A Premier on Diffusion
Sources
This entire guide mostly references MIT's lecture notes, and thus might differ from how other literature formuate things.
For example, since flow could be thought of as a special case for diffusion, I'll be referring to both as "diffusion" here.
As mentioned in #what is a model, generative models can be formalized as models that allow us to sample from the data's underlying probability distribution \(p_\text{data}.\) Diffusion is the latest development.
Motivation for Diffusion
Recall from #the issue in modeling \(p_\text{data}\) that we trained a neural network \(\text{NN}(\text{Input}),\) and use \(\frac{e^{-\text{NN}(\text{Input})}}Z\) as our output to (1) force our outputs be positive since probabilities should be positive, and (2) force that the sum of all possible outputs be 1 since it's guaranteed for there being an outcome to any event.
The issue lies in \(Z\) being hard to calculate. Remedies have been designed, yet all come with undesirable downsides. Diffusion solves these issues, specifically:
- Diffusion doesn't have to calculate nor approximate \(Z.\)
- Diffusion imposes no restrictions on neural network architecture, nor does it use the unstable adversarial loss.
- Diffusion still models \(p_\text{data},\) ensuring samples are actually similar to the training examples.
These strong foundations lead to them becoming SOTA in fields like image and video generation, and enabling tasks like inpainting to be done.
How 2 Diffuse
Diffusion is the process of adding noise to an image, gradually destroying information until it becomes pure noise. To be more concrete, I'll define the timestep \(t\):
- \(t=0\) is the beginning of the diffusion process, where no noise has been added and the image \(x_0\) is perfectly clean.
- \(t=1\) is the end of the diffusion process, where the image \(x_1\) is just pure noise (all of the information from \(x_0\) has been destroyed).

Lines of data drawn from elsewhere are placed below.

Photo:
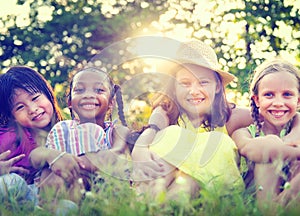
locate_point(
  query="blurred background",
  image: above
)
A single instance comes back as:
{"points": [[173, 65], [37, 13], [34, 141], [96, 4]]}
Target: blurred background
{"points": [[58, 37]]}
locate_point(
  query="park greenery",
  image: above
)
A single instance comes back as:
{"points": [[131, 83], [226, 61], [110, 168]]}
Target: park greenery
{"points": [[58, 37]]}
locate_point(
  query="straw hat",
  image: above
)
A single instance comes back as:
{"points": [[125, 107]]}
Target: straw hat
{"points": [[199, 53]]}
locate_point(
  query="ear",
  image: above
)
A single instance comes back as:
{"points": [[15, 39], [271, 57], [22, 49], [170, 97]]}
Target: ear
{"points": [[69, 104], [111, 104], [256, 101], [218, 87]]}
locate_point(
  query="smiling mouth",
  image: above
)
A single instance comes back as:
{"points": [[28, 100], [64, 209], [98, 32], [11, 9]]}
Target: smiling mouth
{"points": [[37, 117], [277, 114], [89, 106], [195, 100]]}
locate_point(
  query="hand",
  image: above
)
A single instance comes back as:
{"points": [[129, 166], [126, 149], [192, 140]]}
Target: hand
{"points": [[146, 165], [159, 117], [67, 167], [6, 166]]}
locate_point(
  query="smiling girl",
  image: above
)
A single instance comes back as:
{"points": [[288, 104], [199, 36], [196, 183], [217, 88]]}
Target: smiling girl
{"points": [[275, 99]]}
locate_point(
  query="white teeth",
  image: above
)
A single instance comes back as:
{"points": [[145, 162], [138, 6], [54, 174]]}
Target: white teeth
{"points": [[277, 113], [38, 116], [195, 100], [88, 106]]}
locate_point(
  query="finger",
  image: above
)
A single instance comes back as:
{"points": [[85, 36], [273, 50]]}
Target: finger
{"points": [[16, 159], [80, 162], [4, 155], [19, 170]]}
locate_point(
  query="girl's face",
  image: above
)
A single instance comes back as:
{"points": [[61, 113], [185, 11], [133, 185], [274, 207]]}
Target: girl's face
{"points": [[90, 96], [278, 97], [195, 91], [32, 110]]}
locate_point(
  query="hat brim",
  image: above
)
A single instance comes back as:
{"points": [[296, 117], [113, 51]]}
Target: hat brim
{"points": [[169, 66]]}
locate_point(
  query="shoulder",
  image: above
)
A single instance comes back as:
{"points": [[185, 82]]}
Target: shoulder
{"points": [[121, 130], [7, 136]]}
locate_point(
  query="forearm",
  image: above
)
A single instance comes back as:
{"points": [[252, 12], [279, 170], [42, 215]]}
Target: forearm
{"points": [[41, 156], [268, 149], [294, 136]]}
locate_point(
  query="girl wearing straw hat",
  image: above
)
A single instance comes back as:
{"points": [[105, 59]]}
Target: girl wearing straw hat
{"points": [[196, 146]]}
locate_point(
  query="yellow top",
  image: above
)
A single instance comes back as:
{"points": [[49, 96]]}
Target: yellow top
{"points": [[210, 157]]}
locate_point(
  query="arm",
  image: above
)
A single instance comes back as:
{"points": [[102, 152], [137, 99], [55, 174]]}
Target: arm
{"points": [[293, 138], [7, 166], [66, 166], [263, 149], [140, 152]]}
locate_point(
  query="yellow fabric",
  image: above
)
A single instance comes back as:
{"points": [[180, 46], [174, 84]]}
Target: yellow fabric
{"points": [[209, 157]]}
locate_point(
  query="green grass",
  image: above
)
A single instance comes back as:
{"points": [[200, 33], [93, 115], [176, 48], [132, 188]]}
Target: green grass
{"points": [[115, 197]]}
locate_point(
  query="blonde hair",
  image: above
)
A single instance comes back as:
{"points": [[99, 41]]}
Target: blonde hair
{"points": [[221, 109], [268, 67]]}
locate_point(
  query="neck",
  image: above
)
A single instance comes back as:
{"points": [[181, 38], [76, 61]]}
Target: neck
{"points": [[268, 128], [99, 121], [196, 120]]}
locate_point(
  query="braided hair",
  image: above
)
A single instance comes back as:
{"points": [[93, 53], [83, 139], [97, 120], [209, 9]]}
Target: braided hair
{"points": [[115, 90], [268, 67]]}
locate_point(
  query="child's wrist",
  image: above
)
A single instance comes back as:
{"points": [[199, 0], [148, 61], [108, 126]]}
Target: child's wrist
{"points": [[154, 127], [56, 159]]}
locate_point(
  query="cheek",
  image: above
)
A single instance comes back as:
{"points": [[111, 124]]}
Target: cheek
{"points": [[22, 118]]}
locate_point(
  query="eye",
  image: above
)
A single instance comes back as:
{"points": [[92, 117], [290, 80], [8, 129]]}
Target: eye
{"points": [[36, 97], [268, 94], [99, 90], [184, 83], [78, 90], [203, 82], [19, 107], [288, 94]]}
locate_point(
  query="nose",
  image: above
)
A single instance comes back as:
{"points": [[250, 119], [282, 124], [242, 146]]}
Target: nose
{"points": [[33, 107], [89, 94], [195, 88], [278, 101]]}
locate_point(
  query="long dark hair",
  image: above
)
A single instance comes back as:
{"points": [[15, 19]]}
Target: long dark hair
{"points": [[29, 80]]}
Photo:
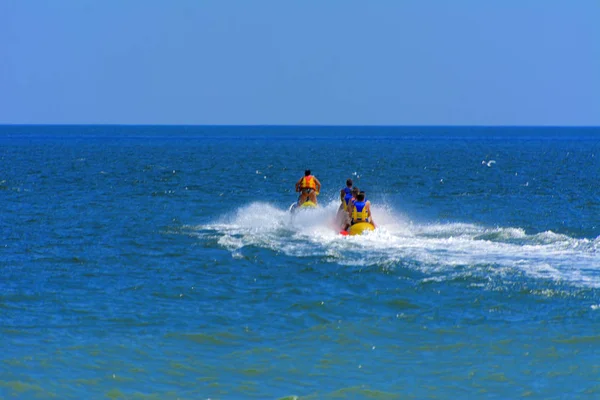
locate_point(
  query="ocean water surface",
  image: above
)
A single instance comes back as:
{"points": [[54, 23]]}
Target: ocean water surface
{"points": [[162, 263]]}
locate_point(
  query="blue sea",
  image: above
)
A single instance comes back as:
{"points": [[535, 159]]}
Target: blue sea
{"points": [[145, 262]]}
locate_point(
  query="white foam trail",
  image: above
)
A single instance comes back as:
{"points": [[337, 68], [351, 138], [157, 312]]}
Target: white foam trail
{"points": [[432, 248]]}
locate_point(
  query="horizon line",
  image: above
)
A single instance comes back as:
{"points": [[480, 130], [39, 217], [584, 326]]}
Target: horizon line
{"points": [[288, 125]]}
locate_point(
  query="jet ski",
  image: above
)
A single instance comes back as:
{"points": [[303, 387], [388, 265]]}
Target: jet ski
{"points": [[360, 228], [304, 206]]}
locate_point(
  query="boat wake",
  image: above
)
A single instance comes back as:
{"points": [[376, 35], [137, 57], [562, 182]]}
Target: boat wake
{"points": [[440, 250]]}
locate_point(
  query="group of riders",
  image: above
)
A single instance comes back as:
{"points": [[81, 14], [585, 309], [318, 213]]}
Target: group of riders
{"points": [[354, 207]]}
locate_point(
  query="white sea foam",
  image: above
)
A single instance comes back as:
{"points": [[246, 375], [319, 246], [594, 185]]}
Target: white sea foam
{"points": [[433, 248]]}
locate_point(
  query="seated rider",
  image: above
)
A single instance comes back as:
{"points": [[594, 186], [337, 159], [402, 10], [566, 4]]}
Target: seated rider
{"points": [[360, 210], [349, 199], [309, 187], [345, 191]]}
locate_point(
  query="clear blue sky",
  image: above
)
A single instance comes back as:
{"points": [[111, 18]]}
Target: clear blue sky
{"points": [[345, 62]]}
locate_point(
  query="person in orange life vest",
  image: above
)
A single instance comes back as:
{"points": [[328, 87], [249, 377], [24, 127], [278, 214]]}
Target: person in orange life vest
{"points": [[309, 187], [361, 210]]}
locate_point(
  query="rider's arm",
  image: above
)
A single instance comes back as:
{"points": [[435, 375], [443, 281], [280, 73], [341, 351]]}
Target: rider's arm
{"points": [[370, 214], [318, 185]]}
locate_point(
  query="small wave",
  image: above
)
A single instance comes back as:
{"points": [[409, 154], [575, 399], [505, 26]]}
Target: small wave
{"points": [[430, 248]]}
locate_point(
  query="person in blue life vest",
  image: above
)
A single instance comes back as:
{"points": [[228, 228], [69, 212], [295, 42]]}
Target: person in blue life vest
{"points": [[308, 186], [344, 192], [349, 199], [360, 210]]}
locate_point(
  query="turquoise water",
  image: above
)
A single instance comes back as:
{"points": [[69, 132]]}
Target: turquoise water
{"points": [[161, 262]]}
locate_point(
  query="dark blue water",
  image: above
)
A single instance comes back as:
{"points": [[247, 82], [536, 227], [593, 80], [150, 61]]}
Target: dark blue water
{"points": [[161, 262]]}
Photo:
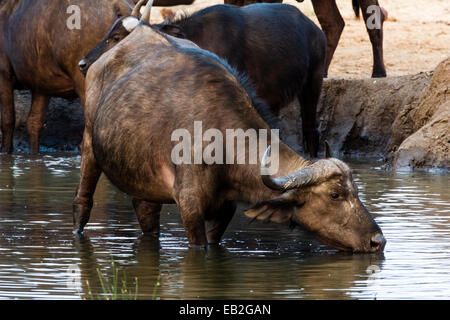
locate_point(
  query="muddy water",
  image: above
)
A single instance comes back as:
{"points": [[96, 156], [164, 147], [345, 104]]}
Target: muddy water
{"points": [[41, 259]]}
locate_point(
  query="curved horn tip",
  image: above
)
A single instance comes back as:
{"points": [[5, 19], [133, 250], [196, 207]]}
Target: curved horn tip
{"points": [[265, 159], [137, 8], [147, 12]]}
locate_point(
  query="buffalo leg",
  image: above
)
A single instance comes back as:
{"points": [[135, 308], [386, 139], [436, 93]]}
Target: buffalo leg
{"points": [[309, 97], [376, 37], [332, 25], [218, 223], [89, 175], [148, 215], [192, 216], [8, 114], [35, 120]]}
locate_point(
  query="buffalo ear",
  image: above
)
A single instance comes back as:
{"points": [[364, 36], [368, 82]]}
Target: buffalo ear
{"points": [[277, 210], [172, 30]]}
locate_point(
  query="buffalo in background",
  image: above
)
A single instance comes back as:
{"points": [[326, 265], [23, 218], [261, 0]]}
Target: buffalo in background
{"points": [[40, 53], [332, 25]]}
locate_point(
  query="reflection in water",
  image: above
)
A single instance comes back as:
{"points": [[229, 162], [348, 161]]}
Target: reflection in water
{"points": [[39, 256]]}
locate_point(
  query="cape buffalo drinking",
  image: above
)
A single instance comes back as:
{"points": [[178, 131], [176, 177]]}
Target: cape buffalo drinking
{"points": [[151, 84], [279, 48], [38, 51]]}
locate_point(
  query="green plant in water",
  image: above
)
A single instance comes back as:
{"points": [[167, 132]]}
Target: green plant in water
{"points": [[110, 288]]}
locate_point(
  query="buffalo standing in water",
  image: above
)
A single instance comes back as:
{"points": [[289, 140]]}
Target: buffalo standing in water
{"points": [[279, 48], [151, 84]]}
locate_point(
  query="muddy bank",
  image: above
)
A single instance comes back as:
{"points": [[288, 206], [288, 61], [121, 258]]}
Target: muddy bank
{"points": [[403, 120]]}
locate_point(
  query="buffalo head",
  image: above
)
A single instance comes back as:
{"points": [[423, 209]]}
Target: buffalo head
{"points": [[121, 28], [323, 198]]}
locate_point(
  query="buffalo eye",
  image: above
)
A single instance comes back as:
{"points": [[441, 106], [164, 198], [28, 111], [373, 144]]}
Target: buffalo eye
{"points": [[335, 196]]}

- Any other \(t\) is during the process, where \(x_t\) is some combination of data and noise.
A diffusion model learns to reverse the diffusion process. Specifically, diffusion models are trained to learn "paths," which begin at a pure noise input \(x_1\) and end at a data point \(x_0\) that could realistically come from \(p_\text{data}\) (for example, a cat image taken from the distribution of cat images). Following these paths is the same as gradually transforming noise into clean images.
These paths can be naturally described by something called a differential equation, which is a fancy name for an equation that relates something with how it should change. For example, let's say you're half way through generating a cat image with diffusion, so you have a half-noise-half-cat image \(x_{0.5}.\) The differential equation would tell you how you should change \(x_{0.5}\) to get closer to a real cat image: these pixels should be a bit brighter, those should be less saturated, ... etc.
Analogy
Imagine flying to France, and you just landed at the airport (\(x_1\)) and you want to get to a restaruant (\(x_0\)), but you don't have a map. What you can do is ask people on the street (the differential equation) for directions, walk in that direction for a bit, then ask people where to go next.
There is a tradeoff: Asking people more often costs more time, but the directions will be more accurate. Asking people less often and walking a big distance at once will save you a lot of time interacting with people, but you may overshoot, turn the wrong corner, etc.
The same is with solving an ODE / SDE: Higher step size = fewer differential equation evaluations = less time spent and less accurate. Vice versa.
Differential equations come in 2 kinds: stochastic (SDE) or ordinary (ODE). The basic difference is that SDEs include a noise term while ODEs don't. This also leads to the concept of SDEs being non-convergent, where one can observe that a stochastic sampler like euler_ancestral
never really "settle" on an image and increasing step counts can drastically change the final image composition.
To generate an image then is to solve one of these SDEs or ODEs. This also means that all samplers can be thought of as SDE or ODE solvers, and SDE or ODE solvers developed before diffusion, like the Runge-Kutta methods, can be used as samplers.
On ODE / SDE Sampling of Diffusion / Flow
While denoising diffusion and flow matching were formulated using SDEs and ODEs respectively, it has been shown that one can construct an equivalent ODE / SDE from the other, like in Song et. al. for example.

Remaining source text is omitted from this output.